Der Kontakt entwickelte sich so erfolgreich, dass die Polytechnik gleich noch ein weiteres Projekt mit den neuen Partnern gestartet hat: den Aufbau einer Produktionsstätte zur Herstellung von Anlagekomponenten. Das Joint Venture wurde Anfang Oktober 2016 unterzeichnet. Die Produktion soll ab August 2017 in der Eco City an den Start gehen. Biomasse statt Kohle, so könnte es dank des Joint Ventures schon bald in weiteren chinesischen Regionen heißen. Um weitere Aufklärungsarbeit zu leisten, hat sich Sanzenbacher auf einen „Road-Trip“ durch die chinesischen Provinzen begeben. Das Brennverhalten von Kohle, an das das Land gewöhnt sei, sei ein ganz anderes, als das von Biomasse, sagt er. Er müsse vielerorts erklären, wie alternative Verbrennungsanlagen funktionieren und Vertrauen aufbauen. „Wir blicken in Europa auf eine jahrzehntelange Erfahrung mit erneuerbaren Energien zurück, die Polytechnik hat 2015 ihr 50-jähriges Jubiläum gefeiert“, sagt Sanzenbacher.

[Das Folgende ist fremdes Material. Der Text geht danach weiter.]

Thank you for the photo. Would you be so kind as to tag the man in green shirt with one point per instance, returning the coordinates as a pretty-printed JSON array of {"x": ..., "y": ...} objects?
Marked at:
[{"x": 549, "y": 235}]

Sanzenbacher ist nun oft in China. Gerade hat die Polytechnik eine Vertriebsgesellschaft in Xouzhou eröffnet, die er zusammen mit einer weiteren Geschäftsführerin leitet. Es gibt viel zu tun für ihn in nächster Zeit, auch personell. Rund 100 Mitarbeiter sollen in der Vertriebsgesellschaft eingestellt werden, die sich um die Vermarktung der Produkte in ganz China kümmern. Wenn die Produktion läuft, dann geht er von mindestens 300 Mitarbeitern in der neuen Fabrik aus.

„China ist kein Markt für Einsteiger“, sagt der Prozesstechnologe. Man brauche hohe finanzielle und personelle Ressourcen für die Markterschließung. Außerdem sei der Abstimmungsprozess wesentlich zeitaufwändiger. „In Deutschland kommen nach der Kontaktaufnahme bei Interesse sofort konkrete Gespräche, dann ein Plan und dann das Projekt. In China heißt es reden, reden, reden. Erst ganz am Ende kommt das Projekt.“ Trotzdem hat Sanzenbacher es geschafft, in nur einem Jahr nach seiner Programmteilnahme viele Pläne und Projekte anzustoßen. Das Programm habe ihm sehr dabei geholfen, da es einen realistischen Eindruck vom Zielmarkt sowie wertvolle Kontakte vermittelte.